I'm referring to what's explained in p2-semantics 3.1.4.2:

>    If Content-Location is included in a 2xx (Successful) response
>    message and its field-value refers to a URI that differs from the
>    effective request URI, then the origin server claims that the URI is
>    an identifier for a different resource corresponding to the enclosed
>    representation.  Such a claim can only be trusted if both identifiers
>    share the same resource owner, which cannot be programmatically
>    determined via HTTP.
> 
>    o  For a response to a GET or HEAD request, this is an indication
>       that the effective request URI refers to a resource that is
>       subject to content negotiation and the Content-Location field-
>       value is a more specific identifier for the selected
>       representation.
> 
>    o  For a 201 (Created) response to a state-changing method, a
>       Content-Location field-value that is identical to the Location
>       field-value indicates that this payload is a current
>       representation of the newly created resource.
> 
>    o  Otherwise, such a Content-Location indicates that this payload is
>       a representation reporting on the requested action's status and
>       that the same report is available (for future access with GET) at
>       the given URI.  For example, a purchase transaction made via a
>       POST request might include a receipt document as the payload of
>       the 200 (OK) response; the Content-Location field-value provides
>       an identifier for retrieving a copy of that same receipt in the
>       future.



>>> Using some syndication format like Atom can disambiguate this through a link rel="self" relationship, but our goal is to page resources directly rather than embedding them in an syndication framework.
>>> 
>> Sorry, what does that *mean*? Let's talk about formats and protocols, not frameworks.
> 
> I mean that Atom is a stack of a protocol, a format, and some discipline about a nested format. We're not using an intermediate format to contain our pages; we're just using HTTP to identify the pages.

So, if you really want to do that, it can be done with a HTTP header. However, I really question the need to do so; it seems like you're trying to 
simplify your format/application by pushing the complexity into HTTP itself -- thereby making the protocol more complex for everyone.


>>> in a request, we don't want the metadata about that first page to be taken as the data about the requested resource. For instance, <X> has 500 entries and <X;page=1> has 10 of them or <X> is Bob's patient record and <X/byClinic/Mayo> is Bob's history at Mayo Clinic.
>> 
>> Right, and you can make that explicit in the representations of the resource. What's the problem?
> 
> That would mean that HTTP clients in general couldn't tell whether they recieved a representation of the requested resource (which is the current expecation with 200) or were shunted off to a different resource. That would only be known clients willing and able to parse that representation, which would be like requiring clients to parse 303s response bodies.

OK, I'm getting what you want to do now, I think.

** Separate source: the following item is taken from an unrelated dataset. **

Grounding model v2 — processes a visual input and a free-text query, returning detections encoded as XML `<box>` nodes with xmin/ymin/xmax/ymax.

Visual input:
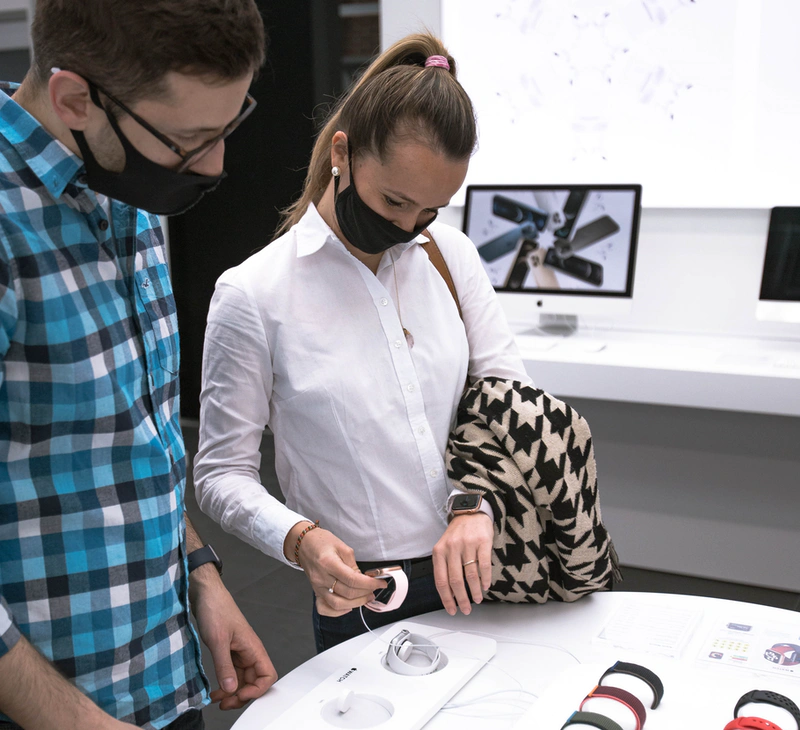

The problem is that fundamentally, HTTP doesn't allow a representation about one resource to make an authoritative assertion about another one; that's all "above" HTTP, in applications that are using it. This is pretty fundamental.  

It's possible to build an application on top of HTTP that ties things together in pages, but building this capability into the protocol by having resource A make authoritative assertions about resource B is going to break things.

At most, your 2NN status code could have the semantic of "resource A asserts that this response carries a representation of resource B", but as discussed, HTTP caching couldn't do anything with that, nor could anything at "the HTTP layer" trust that assertion, so you *are* doing something outside of HTTP here.

Sorry if I seem obstinate, it's just that what you're trying to do seems quite... unnatural, from a HTTP perspective.

Cheers,

P.S. If you're just trying to avoid round trips, I will reiterate that HTTP/2 Server Push is what you're looking for; it allows the server to proactively push responses into a client cache.